The harvester can take the form of a fixed blade, which may be toothed, a rotating roller, which may be of helical form to fracture or scrape the solidified medium from the solidifying surface. The harvester may either be articulating or freely rotating or indexed to the solidifying surface, but in any case will be positioned to contact the solidified medium and not the solidifying surface. The chief function of the harvester is to fracture the solidified layer into large chunks or flakes for subsequent sizing.

The sizer may take the form of a roller sizer having a profiled surface that fractures and releases friable material away from the solidifying surface.

For simplicity and better effect in transporting it has been found that the sizing device may be a sizing roller positioned next to the moving solidifying surface of the solidifying unit so that a double roller-like assembly is created. In this case, the sizing roller is profiled with spaced teeth or alternatively has a helical or other profile or a combination of forms similar to that of a conventional harvester. The roller may driven by gears, a chain and sprocket or other common means, or actuated by the rotation of the solidifying surface so that its rotation is indexed with the solidifying surface The orientation and position of the sizing roller will depend on the type of solidifying unit used.
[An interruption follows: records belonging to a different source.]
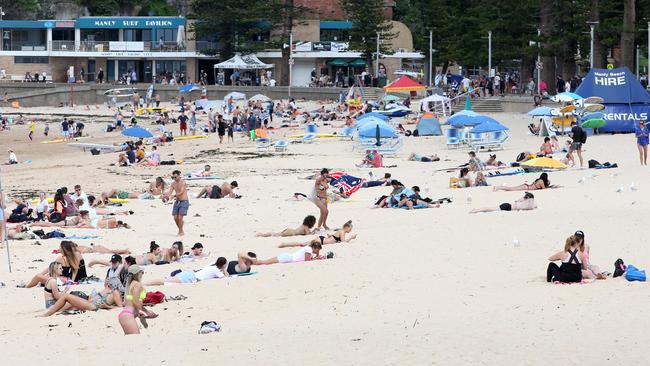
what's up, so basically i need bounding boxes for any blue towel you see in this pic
[65,235,99,239]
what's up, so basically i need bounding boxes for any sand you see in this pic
[0,102,648,365]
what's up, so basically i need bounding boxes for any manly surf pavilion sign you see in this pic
[76,17,185,29]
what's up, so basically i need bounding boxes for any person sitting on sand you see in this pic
[226,252,257,275]
[256,215,317,237]
[408,153,440,162]
[255,242,325,265]
[139,145,161,166]
[575,230,608,280]
[473,172,488,187]
[457,168,473,188]
[79,196,132,217]
[539,137,554,156]
[547,234,587,283]
[161,241,183,263]
[376,180,405,208]
[470,192,537,213]
[145,257,229,285]
[119,265,158,335]
[397,187,441,209]
[187,165,213,178]
[279,220,357,247]
[493,173,551,191]
[182,242,209,260]
[39,261,111,316]
[467,151,485,171]
[197,181,239,199]
[25,240,88,288]
[99,178,166,203]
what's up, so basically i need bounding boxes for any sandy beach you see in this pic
[1,102,649,365]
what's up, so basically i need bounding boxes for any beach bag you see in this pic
[625,265,646,282]
[199,321,222,334]
[144,291,166,305]
[44,230,66,239]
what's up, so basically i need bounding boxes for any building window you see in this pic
[124,29,152,42]
[154,28,177,43]
[320,29,350,42]
[15,56,49,64]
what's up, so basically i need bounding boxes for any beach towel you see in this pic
[399,204,429,209]
[144,291,166,304]
[553,279,595,285]
[65,235,99,240]
[328,171,365,196]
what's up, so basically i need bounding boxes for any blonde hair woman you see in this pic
[119,265,157,335]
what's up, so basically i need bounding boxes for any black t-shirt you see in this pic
[178,115,188,124]
[571,126,584,143]
[61,121,69,131]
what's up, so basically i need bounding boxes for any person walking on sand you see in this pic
[313,168,330,230]
[635,119,649,165]
[163,170,189,236]
[28,120,36,141]
[568,121,586,167]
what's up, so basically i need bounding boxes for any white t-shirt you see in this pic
[8,152,17,163]
[194,265,225,281]
[36,198,49,213]
[269,79,276,87]
[71,191,89,206]
[292,246,312,262]
[80,203,99,219]
[461,78,470,89]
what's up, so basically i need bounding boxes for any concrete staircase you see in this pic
[452,97,503,113]
[355,86,381,102]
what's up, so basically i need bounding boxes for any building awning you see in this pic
[327,59,349,66]
[320,21,353,30]
[347,59,367,67]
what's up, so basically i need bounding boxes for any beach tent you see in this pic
[214,54,274,70]
[195,99,223,110]
[416,117,442,136]
[223,92,246,104]
[575,67,650,133]
[421,94,452,116]
[383,76,425,92]
[249,94,271,102]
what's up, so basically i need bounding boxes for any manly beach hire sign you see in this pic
[76,17,185,29]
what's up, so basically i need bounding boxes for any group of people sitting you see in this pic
[374,180,446,209]
[118,141,162,167]
[547,231,612,283]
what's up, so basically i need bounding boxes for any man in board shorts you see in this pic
[163,170,189,236]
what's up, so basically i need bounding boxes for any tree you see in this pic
[340,0,395,72]
[190,0,272,59]
[267,0,310,86]
[620,0,636,70]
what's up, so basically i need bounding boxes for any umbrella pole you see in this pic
[0,169,11,272]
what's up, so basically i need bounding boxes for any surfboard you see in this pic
[67,143,121,152]
[287,133,338,138]
[174,135,208,141]
[41,136,90,144]
[559,105,576,113]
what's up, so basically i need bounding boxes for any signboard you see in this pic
[535,61,543,70]
[76,17,185,29]
[293,42,312,52]
[109,42,145,51]
[288,58,295,66]
[330,42,349,52]
[313,42,331,51]
[607,63,614,70]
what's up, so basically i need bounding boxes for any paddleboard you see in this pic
[559,105,576,113]
[583,96,605,104]
[174,135,208,141]
[287,133,338,138]
[582,103,605,113]
[41,136,90,144]
[67,143,121,152]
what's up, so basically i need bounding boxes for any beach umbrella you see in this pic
[249,94,271,102]
[383,76,426,92]
[580,112,606,129]
[449,113,484,128]
[582,103,605,113]
[122,127,153,139]
[179,84,200,93]
[356,116,389,128]
[527,106,554,116]
[357,112,389,121]
[521,157,568,170]
[358,121,397,138]
[551,92,583,102]
[469,117,509,133]
[383,94,401,102]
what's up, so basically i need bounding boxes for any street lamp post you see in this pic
[637,44,640,78]
[537,28,541,95]
[488,31,492,76]
[587,21,599,69]
[428,30,433,87]
[375,32,380,80]
[288,32,293,98]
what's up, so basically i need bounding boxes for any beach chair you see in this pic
[458,129,468,145]
[369,137,403,156]
[470,131,509,151]
[305,123,318,134]
[339,127,355,140]
[256,138,272,151]
[302,133,316,143]
[274,140,289,152]
[446,128,460,149]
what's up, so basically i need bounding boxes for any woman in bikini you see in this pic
[255,242,324,265]
[162,241,183,262]
[98,177,166,203]
[312,168,330,230]
[256,215,317,237]
[493,173,550,191]
[135,242,163,265]
[25,240,88,288]
[279,220,357,248]
[118,265,157,335]
[575,231,607,280]
[470,192,537,213]
[39,261,98,316]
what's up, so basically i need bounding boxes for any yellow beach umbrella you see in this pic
[521,157,568,170]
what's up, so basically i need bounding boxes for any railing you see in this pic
[49,40,192,53]
[2,43,47,51]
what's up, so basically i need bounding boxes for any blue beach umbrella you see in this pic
[527,106,554,116]
[470,118,509,133]
[357,112,389,121]
[356,116,389,128]
[358,121,397,138]
[122,127,153,138]
[179,84,200,93]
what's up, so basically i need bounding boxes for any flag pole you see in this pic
[0,167,11,272]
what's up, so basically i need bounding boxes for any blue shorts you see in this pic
[172,200,189,216]
[176,271,197,283]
However, the sizing roller will be placed with a small clearance from the solidifying surface and positioned so that it comes into contact with and penetrates the entire width of the solidified layer so as to fracture and release the solidified layer.
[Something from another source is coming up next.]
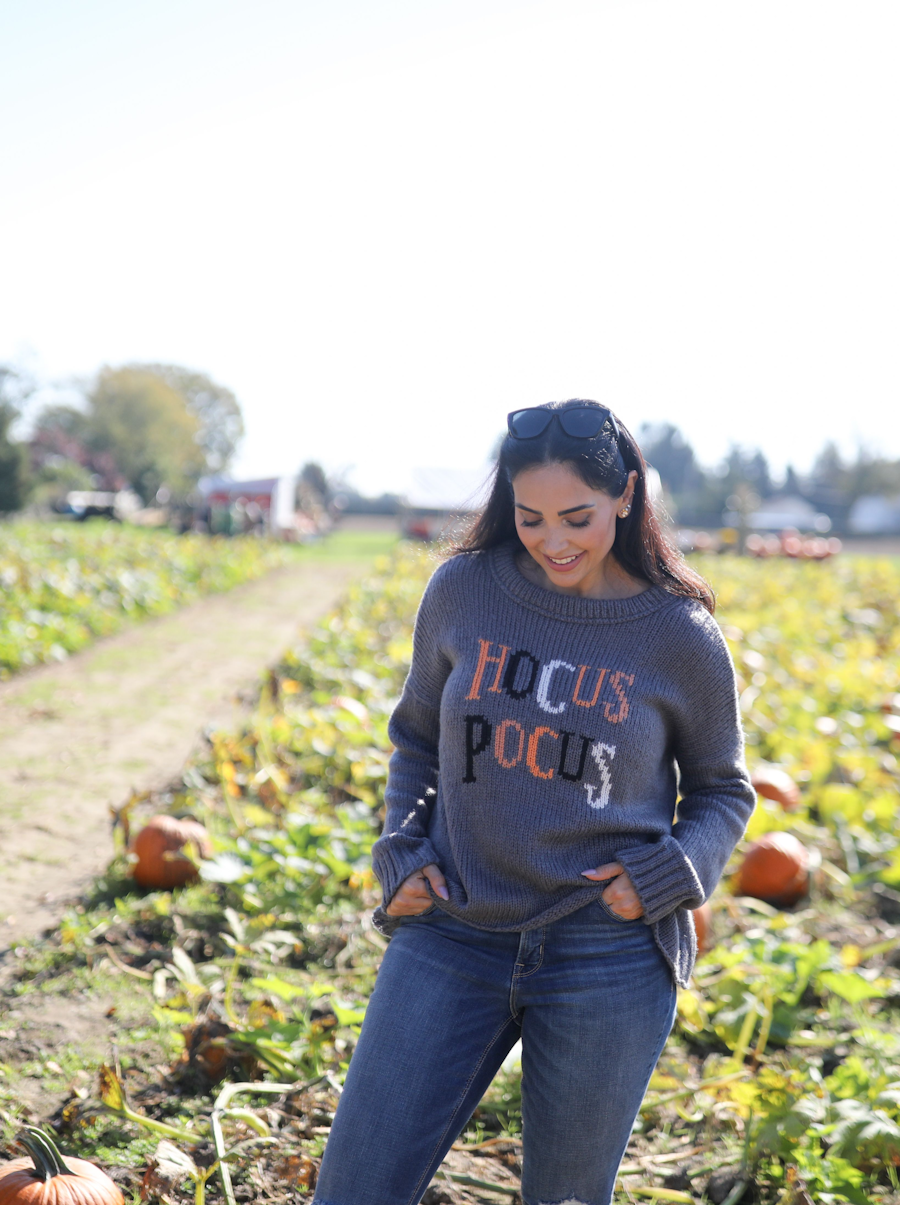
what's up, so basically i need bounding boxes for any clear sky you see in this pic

The invention will be apparent from the following description of embodiments thereof with reference to the accompanying drawings, in which:

FIG. 1 shows a partially-broken away view in perspective of a sealed housing containing a solidifying unit, a treatment apparatus and associated components, according to a first embodiment of the present invention;

FIG. 2 shows a view taken in transverse cross-section through the apparatus of FIG. 1;

FIG. 3 shows a block diagram of an ice particle production and blasting system incorporating the apparatus of FIGS. 1 and 2;

FIG. 4 shows a broken-away view in transverse cross-section through parts of a modification of the apparatus of FIGS. 1 and 2; and

FIG. 5 shows a broken-away view in perspective of parts of the apparatus of FIG. 4.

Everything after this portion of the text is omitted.